大学生の地元就職希望が増加、2027年卒の意識調査結果

株式会社マイナビが実施した「2027年卒 大学生Uターン・地元就職に関する調査」の結果が発表されました。この調査によると、地元就職を希望する大学生と大学院生の割合が58.7%に達し、前年に比べて2.3ポイントの増加が見られました。これは、4年ぶりの上昇であり、国や地域における就職状況の変化が影響を与えていることが考えられます。

「Uターン顕在層」と位置づけられる現在地元での就職を希望する学生が49.3%を占め、その理由の最も大きなものは「家族の近くで生活したい」というもので、47.2%の学生がこれを挙げています。次いで「地元の風土が好き」「経済的に楽になる」と答える学生も多く、物価高や生活コストの上昇が背景にあると考えられます。

地元就職を希望しない層についても興味深いデータが得られました。彼らが地元就職に興味を持つ条件として最も多かったのは「給料がよい就職先が多い」(42.9%)という点です。このことから、給与や労働環境が地元就職を促進するための重要な要素であることがわかります。
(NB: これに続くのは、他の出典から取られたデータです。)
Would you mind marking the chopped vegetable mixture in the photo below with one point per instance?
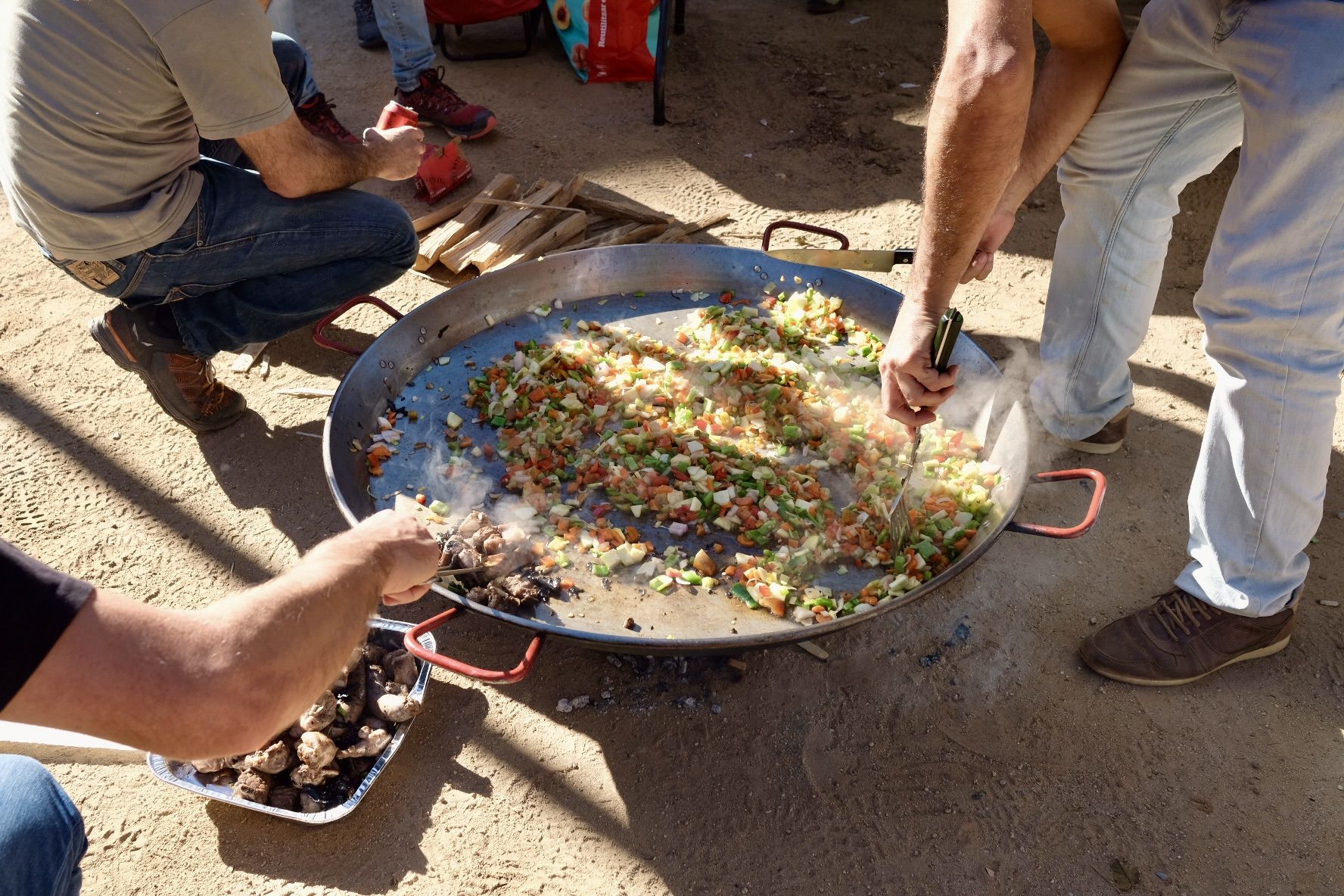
(732, 431)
調査では、Uターン潜在層と呼ばれる将来的に地元就職を希望する学生が6.4%いることが判明しました。この層に属する学生の多くは、高校時代までに地元企業について知る機会があり、71.7%がそのような経験を持っています。地元企業との接点が地元就職の意識に影響を与える可能性が高く、日常的な会話や学校での進路指導が重要な役割を果たしていることが浮き彫りになりました。

また、地元就職者を増やすためのアイデアとしては、小中高からのキャリア教育が求められており、特に「社会科見学」や「仕事体験」が有効であるとの意見が多く見られました。これにより、学生は将来的に地元に戻って働くことを選択しやすくなるでしょう。
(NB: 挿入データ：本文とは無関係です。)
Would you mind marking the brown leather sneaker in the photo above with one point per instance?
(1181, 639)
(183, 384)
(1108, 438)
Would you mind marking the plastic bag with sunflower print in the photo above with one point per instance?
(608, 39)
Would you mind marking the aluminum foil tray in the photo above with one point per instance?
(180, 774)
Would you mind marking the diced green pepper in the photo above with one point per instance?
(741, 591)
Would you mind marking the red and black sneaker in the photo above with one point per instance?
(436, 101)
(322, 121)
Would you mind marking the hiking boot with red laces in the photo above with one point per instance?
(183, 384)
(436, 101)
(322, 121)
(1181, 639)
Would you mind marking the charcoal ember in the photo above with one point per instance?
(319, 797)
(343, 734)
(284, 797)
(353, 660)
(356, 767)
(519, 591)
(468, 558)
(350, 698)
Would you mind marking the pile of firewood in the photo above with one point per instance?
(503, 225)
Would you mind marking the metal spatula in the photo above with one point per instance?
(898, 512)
マイナビの担当者は「調査結果からは、地元就職を希望する学生の意識が高まっていることが明らかになった。特に、自分の生活設計を重視する傾向が強まっている」と話しています。現代の学生たちは、仕事を持つ上での生活の質や便利さを重視する傾向が強く、これが地元志向の増加につながっている点が印象的です。

この調査結果は、地方の企業にとっても大きな意味を持つかもしれません。質の高い職場環境や、生活を支えるための充実した福利厚生が、学生の地元就職意欲を大きく左右する要因となることが示されています。

2027年卒の学生たちが地元で自分のキャリアを築いていけるよう、地域社会としてもその支援に取り組んでいくことが求められるでしょう。大学生のUターン志向が高まる中で、地域の魅力を再評価し、育成に力を入れる取り組みが今後の重要な課題となります。